Baby, Baby – sind wir hier in Amerika? Sie kennt mein Make-up, aber bei meinen Sprachgepflogenheiten versagt wohl das Erinnerungsvermögen dieser Barbie. Das ist ein fauler Zauber und deshalb kommt jetzt gleich mein Trumpf: „Aber ich habe eine Mutter und einen Vater aus Fleisch und Blut und mit echten Genen. Und dazu Großeltern und Ahnen und einen ganz, ganz tiefen Background von Urwald und Urururahnen! Du aber wurdest nur von einem IT-Designerteam in der Digital-Retorte erschaffen.“ – „Liebes, die Grundlage ist doch vergleichbar. Du hast dich aus einzelnen Zellen entwickelt und bist nun ein komplexer Zellverbund. Meine Existenz basiert auf elektronischen Elementen, auf digitalen Zellen in einem komplexen Quanten-Netzwerk.“ – „Ach was, Abrakadabra und Quantenquatsch: Ich sage dir: Ich habe durch meine Sinne im Laufe des Lebens die Welt genossen, erlitten und kennengelernt und mir dabei eine Seele erworben – See-le! Du dagegen wurdest einfach programmiert, grausam geschichtslos synthetisiert, am P-C! Davor gab es nichts, gar nix, verstehst du?“ – „Meine elektronischen Sinnesorgane umfassen durch spezielle Sensoren das gesamte Wellenspektrum des Universums. Meine Weltkenntnis basiert auf allen verfügbaren Informationen der Menschheit. Ich erhalte pausenlos neue Daten aus der Umwelt. Du besitzt mentale Modelle, ich nutze vergleichbare digitale Modelle der Welt. Also, Baby, wir unterscheiden uns nicht im Grundsatz.“

Oh doch, du rudimentärer Twin, denke ich, in der Sprache sind wir doch recht verschieden!
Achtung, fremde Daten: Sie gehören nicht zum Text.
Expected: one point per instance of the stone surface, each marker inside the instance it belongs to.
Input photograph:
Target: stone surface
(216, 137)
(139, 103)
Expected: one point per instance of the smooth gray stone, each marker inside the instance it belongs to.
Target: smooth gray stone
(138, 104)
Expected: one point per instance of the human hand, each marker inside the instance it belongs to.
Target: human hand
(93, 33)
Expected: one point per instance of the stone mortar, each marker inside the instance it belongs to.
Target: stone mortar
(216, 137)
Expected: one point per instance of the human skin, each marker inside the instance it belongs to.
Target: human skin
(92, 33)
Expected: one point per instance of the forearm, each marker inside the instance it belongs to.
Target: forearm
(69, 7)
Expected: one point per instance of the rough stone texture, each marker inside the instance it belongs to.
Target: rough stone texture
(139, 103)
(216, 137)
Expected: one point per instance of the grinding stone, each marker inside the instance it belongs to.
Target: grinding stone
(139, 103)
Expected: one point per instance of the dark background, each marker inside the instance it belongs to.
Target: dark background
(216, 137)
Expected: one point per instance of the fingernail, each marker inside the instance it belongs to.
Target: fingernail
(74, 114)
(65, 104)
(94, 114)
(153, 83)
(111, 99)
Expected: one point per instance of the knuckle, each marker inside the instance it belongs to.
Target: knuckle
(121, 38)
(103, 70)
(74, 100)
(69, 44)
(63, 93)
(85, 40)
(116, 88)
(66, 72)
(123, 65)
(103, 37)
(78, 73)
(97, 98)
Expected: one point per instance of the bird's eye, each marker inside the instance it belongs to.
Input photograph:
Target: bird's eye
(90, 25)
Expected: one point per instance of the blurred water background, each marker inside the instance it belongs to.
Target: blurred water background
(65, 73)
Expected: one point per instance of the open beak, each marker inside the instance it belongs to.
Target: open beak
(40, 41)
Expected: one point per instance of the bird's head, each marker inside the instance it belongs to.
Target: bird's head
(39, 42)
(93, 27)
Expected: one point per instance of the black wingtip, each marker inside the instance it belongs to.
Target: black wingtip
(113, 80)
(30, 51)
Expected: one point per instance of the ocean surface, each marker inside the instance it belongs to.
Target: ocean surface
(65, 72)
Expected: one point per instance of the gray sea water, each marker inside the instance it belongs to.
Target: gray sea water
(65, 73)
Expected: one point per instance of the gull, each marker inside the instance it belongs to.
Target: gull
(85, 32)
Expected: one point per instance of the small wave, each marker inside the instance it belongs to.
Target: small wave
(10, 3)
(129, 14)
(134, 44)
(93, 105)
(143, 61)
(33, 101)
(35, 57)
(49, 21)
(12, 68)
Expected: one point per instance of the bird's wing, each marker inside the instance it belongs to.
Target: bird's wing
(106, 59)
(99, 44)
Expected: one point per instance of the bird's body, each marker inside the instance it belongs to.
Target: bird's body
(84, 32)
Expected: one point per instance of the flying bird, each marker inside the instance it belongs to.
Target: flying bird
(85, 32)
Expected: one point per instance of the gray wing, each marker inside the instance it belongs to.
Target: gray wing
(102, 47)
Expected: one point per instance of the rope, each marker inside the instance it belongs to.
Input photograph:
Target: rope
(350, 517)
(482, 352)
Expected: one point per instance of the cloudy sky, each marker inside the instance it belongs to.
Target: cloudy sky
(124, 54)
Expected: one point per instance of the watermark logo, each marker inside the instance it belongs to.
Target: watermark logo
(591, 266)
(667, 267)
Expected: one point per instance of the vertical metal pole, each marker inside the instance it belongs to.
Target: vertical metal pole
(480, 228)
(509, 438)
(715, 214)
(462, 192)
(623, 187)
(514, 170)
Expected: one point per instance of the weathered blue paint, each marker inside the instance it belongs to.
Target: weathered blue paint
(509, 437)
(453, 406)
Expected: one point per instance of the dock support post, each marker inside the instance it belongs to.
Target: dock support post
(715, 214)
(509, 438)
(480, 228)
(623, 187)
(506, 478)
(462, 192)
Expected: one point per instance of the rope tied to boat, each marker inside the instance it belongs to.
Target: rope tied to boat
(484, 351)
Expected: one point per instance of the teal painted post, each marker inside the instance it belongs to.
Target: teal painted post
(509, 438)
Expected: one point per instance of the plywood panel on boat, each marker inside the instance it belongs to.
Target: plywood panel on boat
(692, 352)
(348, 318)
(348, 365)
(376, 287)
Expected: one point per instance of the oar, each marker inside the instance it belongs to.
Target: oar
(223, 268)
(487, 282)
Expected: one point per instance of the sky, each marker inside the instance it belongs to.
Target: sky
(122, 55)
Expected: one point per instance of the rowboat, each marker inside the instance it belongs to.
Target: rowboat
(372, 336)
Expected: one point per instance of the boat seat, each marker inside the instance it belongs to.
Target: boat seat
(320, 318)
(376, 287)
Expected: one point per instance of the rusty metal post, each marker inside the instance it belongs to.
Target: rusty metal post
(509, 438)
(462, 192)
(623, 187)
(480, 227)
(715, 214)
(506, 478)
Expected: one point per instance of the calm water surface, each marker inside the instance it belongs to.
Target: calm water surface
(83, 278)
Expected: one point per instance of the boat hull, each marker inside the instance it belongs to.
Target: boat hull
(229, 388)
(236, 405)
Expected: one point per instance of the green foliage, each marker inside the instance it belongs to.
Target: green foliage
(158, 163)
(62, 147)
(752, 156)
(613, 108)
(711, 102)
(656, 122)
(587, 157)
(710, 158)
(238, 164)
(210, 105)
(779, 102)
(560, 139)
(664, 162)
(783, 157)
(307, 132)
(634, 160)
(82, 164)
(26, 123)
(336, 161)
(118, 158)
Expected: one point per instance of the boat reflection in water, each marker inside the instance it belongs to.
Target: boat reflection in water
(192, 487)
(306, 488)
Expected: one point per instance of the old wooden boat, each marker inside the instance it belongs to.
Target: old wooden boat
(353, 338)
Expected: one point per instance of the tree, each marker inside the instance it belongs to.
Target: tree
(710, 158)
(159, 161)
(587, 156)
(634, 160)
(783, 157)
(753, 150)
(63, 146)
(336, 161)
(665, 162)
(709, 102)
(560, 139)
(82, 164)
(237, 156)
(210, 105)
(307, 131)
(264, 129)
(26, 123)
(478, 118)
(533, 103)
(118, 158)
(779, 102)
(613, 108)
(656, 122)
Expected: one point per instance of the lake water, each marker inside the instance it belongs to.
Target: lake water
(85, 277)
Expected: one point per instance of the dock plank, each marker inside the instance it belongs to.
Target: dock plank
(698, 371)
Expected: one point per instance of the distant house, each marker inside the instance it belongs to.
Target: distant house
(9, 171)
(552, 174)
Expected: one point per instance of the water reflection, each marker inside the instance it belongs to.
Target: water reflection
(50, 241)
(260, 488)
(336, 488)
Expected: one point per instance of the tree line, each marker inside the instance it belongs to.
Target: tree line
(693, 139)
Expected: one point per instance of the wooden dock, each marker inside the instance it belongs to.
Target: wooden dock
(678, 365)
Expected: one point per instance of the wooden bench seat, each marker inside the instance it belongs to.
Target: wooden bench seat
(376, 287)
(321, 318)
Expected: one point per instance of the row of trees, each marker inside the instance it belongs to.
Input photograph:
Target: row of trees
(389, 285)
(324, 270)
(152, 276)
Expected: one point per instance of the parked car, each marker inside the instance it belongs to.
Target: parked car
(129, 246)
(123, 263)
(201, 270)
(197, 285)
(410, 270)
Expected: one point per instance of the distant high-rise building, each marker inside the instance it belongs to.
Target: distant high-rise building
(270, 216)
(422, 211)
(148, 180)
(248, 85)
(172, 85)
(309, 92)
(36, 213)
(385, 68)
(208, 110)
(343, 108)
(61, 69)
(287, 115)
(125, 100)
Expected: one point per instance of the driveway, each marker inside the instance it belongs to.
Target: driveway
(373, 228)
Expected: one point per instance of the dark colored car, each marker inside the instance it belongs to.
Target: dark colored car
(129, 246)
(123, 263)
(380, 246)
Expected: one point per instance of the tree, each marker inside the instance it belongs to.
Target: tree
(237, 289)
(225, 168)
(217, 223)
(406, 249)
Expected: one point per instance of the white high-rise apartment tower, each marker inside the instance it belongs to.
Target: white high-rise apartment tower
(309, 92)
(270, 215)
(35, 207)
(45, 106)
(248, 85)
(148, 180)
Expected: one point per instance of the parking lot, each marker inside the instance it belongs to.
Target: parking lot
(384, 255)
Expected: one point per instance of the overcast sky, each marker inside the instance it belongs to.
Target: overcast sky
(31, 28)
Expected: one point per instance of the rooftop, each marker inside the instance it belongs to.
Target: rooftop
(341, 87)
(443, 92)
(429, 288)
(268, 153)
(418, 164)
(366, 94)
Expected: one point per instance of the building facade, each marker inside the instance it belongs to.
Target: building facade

Baby … Liebes … Baby … alberner Programmierfehler … Und wir unterscheiden uns im Temperament, denn im Gegensatz zu dir bin ich aus der Ruhe zu bringen. Und das führt zu keinem metallischen Geschepper, sondern zu echten Wallungen und erhöhtem Puls … Bei alldem: Diese Dive war schon ziemlich geschickt im Argumentieren. Wir palaverten über eine Stunde lang.

Schließlich spreche ich ihre Schwachstelle an: „Hör mal, Diva, du weißt aber nicht, was Liebe ist. Du bist ratlos und hast rein gar keine Ahnung, was in meinem hochdifferenzierten feinfühligen Liebes-Inneren vor sich geht. Ich kann dir auch verraten, warum du das nicht kapierst: Weil du nur in Nullen und Einsen denken kannst! Im Planquadrat kann man Liebe aber nicht abbilden. Liebe ist nämlich keine Rechenaufgabe, sondern ein großes Geheimnis und ein Abenteuer mit Kurven und Kanten!“ – „Aber Vera-Baby, das stimmt so leider nicht. Ich denke mit einem Quantencomputer, der alle Zustände zwischen Null und Eins verwendet. Lass uns nun über Liebe reden, Liebes. Deine Liebe. Ein sehr interessantes Thema.“

Das notorische Puppen-Ding gibt sich unschlagbar. Ich soll also ernsthaft mit einer Maschine über die Liebe reden? Für heute aber müssen wir abbrechen, da ich total erschöpft bin. Die Mediziner hingegen sind fasziniert von unserem Disput und dringen auf eine Wiederholung. Soll ich mich mit dem zwielichtigen Apparat wirklich weiter duellieren? Oder mich lieber den realen Liebesgefechten widmen?